Before looking at the Boyer-Moore algorithm (and some extensions), it’s worth examining just how important these kind of algorithms are, and the ability to determine values from a stream, or incrementally. I’ve written a little about this before in this article about incremental means and variance.

Imagine you have a stream of numbers and want to calculate the mean of these numbers. It’s easy to see that you don’t need to keep track of all the individual numbers you have seen. All you need is to keep a running total of the sum of the input, and the number of items seen to calculate the mean. With a little extra math (Storing the sum of the squares of the input), it’s possible to determine the variance (and thus Standard Deviation) of the set without having to store the individual numbers. This is how your pocket calculator statistics functions work.
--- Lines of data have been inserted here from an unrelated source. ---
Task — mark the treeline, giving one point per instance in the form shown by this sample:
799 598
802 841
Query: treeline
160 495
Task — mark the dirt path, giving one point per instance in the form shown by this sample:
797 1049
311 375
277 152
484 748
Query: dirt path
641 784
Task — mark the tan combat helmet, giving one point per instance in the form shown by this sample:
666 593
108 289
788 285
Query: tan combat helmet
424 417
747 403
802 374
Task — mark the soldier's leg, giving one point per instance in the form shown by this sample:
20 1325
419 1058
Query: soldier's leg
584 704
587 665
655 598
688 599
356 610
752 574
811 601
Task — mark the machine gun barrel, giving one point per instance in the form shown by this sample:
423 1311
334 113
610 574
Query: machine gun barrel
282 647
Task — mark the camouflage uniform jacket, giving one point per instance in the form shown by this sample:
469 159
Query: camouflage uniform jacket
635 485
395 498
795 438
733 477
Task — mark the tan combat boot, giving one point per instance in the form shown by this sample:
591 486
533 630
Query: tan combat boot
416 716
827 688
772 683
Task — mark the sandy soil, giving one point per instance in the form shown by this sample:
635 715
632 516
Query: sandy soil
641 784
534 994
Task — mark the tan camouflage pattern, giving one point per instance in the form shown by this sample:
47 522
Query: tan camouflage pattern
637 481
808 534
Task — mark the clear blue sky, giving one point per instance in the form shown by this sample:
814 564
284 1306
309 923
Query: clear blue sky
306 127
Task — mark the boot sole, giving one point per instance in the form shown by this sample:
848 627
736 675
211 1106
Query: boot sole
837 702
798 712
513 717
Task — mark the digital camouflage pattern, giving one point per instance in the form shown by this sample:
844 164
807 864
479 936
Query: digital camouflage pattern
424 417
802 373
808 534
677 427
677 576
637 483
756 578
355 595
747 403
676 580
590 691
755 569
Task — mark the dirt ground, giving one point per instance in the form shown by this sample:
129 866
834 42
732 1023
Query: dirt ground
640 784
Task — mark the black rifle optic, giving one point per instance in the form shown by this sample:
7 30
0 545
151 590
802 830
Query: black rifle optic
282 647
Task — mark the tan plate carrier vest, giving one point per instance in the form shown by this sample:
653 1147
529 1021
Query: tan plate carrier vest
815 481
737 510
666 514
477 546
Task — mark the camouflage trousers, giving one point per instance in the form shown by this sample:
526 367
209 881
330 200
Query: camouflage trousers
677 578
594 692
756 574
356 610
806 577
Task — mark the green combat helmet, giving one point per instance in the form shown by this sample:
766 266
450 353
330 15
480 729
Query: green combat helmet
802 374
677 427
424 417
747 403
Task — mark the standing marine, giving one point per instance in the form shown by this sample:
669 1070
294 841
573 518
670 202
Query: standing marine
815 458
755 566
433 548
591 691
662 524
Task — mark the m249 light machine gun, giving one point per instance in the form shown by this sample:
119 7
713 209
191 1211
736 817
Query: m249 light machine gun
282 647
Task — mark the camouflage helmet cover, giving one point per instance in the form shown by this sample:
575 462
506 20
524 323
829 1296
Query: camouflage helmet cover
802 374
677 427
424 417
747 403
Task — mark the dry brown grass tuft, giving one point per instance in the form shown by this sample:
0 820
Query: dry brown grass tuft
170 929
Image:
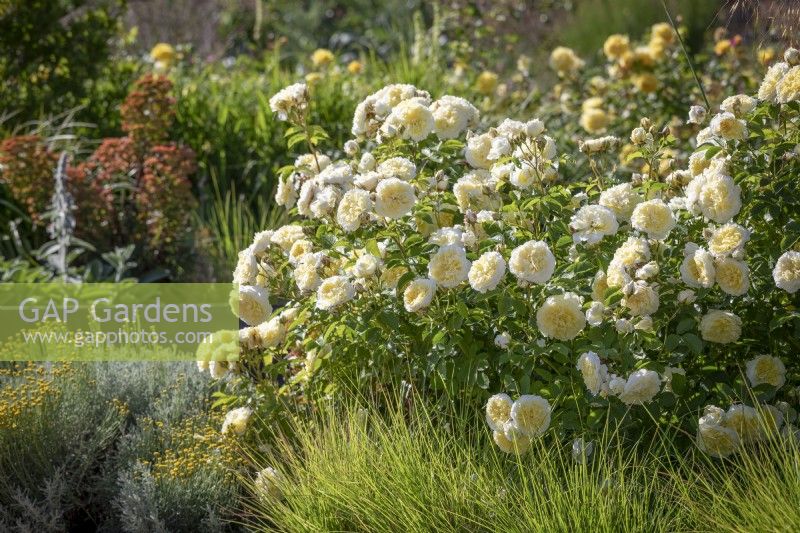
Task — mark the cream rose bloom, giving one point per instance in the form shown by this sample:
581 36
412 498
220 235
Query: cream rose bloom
728 239
564 60
271 333
254 306
633 252
285 236
498 411
449 266
561 317
353 209
739 105
727 126
366 266
733 276
452 115
487 272
654 218
714 438
246 271
531 415
640 387
621 199
594 373
236 420
722 327
477 151
593 222
410 119
532 262
641 298
697 269
306 275
333 292
300 249
787 272
397 167
419 294
788 88
766 369
395 198
715 195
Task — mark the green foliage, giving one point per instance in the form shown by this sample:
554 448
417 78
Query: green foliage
91 446
364 466
55 56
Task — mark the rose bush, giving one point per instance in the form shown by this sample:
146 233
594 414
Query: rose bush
641 282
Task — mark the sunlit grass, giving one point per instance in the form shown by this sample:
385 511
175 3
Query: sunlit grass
355 469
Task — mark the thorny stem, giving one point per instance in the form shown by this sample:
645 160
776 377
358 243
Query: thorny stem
311 145
686 54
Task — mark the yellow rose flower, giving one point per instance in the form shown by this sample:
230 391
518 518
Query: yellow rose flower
355 67
486 82
321 57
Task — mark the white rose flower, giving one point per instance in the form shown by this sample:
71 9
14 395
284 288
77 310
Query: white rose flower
452 115
733 276
647 271
654 218
394 198
531 415
254 306
498 411
236 420
271 333
727 239
591 223
697 114
686 296
410 119
738 105
285 236
366 266
449 266
714 438
333 292
532 262
353 209
623 326
640 387
289 99
561 317
727 126
398 167
477 150
487 272
305 274
697 269
787 272
641 298
419 294
621 199
594 315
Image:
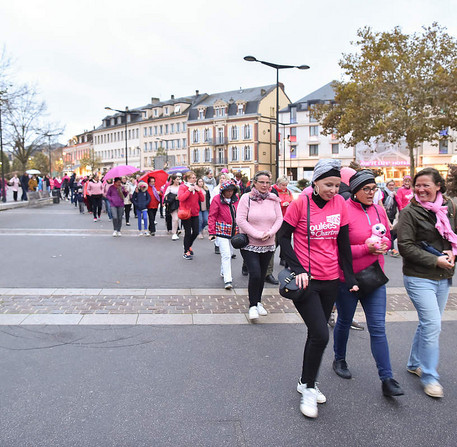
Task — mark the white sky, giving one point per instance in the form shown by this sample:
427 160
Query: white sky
85 55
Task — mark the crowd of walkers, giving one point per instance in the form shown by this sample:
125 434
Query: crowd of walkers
334 234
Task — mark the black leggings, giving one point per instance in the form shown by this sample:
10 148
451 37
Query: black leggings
257 264
96 202
127 209
315 310
190 232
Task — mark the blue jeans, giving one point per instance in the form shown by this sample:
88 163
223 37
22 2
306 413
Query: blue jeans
202 220
142 214
429 298
108 208
374 306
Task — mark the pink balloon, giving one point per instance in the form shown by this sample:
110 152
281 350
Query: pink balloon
346 174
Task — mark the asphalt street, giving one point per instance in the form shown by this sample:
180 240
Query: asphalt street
55 246
209 386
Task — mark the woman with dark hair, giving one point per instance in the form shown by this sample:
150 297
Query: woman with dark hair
222 225
259 216
315 258
204 208
172 204
363 214
189 196
428 245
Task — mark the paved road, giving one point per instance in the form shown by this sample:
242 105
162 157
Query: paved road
55 246
208 386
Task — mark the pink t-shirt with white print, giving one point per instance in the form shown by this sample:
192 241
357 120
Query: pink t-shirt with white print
325 225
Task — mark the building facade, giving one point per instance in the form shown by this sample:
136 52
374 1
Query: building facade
235 130
302 144
78 147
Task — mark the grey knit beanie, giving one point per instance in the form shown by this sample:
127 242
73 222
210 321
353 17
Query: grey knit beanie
326 167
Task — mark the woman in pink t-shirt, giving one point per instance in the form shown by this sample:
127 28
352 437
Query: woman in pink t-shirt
316 266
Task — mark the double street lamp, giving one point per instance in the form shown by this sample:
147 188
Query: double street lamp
277 67
125 113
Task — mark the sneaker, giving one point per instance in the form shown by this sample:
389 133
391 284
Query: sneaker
262 311
321 399
434 390
253 313
357 326
308 402
417 371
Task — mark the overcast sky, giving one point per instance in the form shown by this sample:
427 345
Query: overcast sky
85 55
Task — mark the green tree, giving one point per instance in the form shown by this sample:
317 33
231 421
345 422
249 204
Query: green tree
91 161
39 161
398 87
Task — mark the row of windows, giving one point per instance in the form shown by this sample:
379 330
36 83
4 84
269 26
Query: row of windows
220 111
118 153
235 154
293 116
164 129
166 144
206 134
(Practically, however, there could be issues with this approach to means/variance at scale because of precision issues, and potential overflows, so with a little math it’s possible to come up with incremental formulas for mean and variance that don’t rely on having to keep track of the sum and sum of squares, but instead derive their answer based on the last results for these values, and how these are changed by the current sample. The derivation of these incremental formulae is given here).

Mode and Median

Interestingly, returning to the heavy hitters, if we apply the majority element restriction to a stream of numbers we can see that the search for the Modal element reduces down to finding the Median (Because, if there is a Majority element, by definition, it has to span the Median). If our stream were sorted, and there was a guarantee of a majority element, we could find the most popular element by simply taking the middle element!

Pairing off

To see how Boyer-Moore works it’s first helpful to think about pairing off, and casting out, distinct pairs of elements.

Returning to our bucket of containing n balls. Let’s imagine that there is a majority element, and this is a red ball with |red|>n/2.

As a thought experiment, imagine if we pulled balls out of the bucket in distinct pairs, then threw these pairs of balls away. There are only two possible kinds sets we can pull the pairs of balls out as. The first is a red ball and some other colour, and the second is two distinct colours that are not red:

{red_ball, something_else_1}

{something_else_1, something_else_2}

In either case, the concentration of red balls left in the bucket increases.

When we throw away a pair of non-red balls (for instance a green ball and a white ball), we’re reducing the number of balls left in the bucket, but the number of red balls stays the same. If we pick up a red ball and something else, yes, we’re removing a red ball and reducing the number left, but since there are more than n/2 balls that are red, even if we happened to pick a red ball with every pair, there would still be at least one red ball left after we can’t pair up any more distinct balls.

Eventually we’ll only be left with red ball(s) in the bucket; unable to distinctly pair off anything else, and proving that red is the majority element.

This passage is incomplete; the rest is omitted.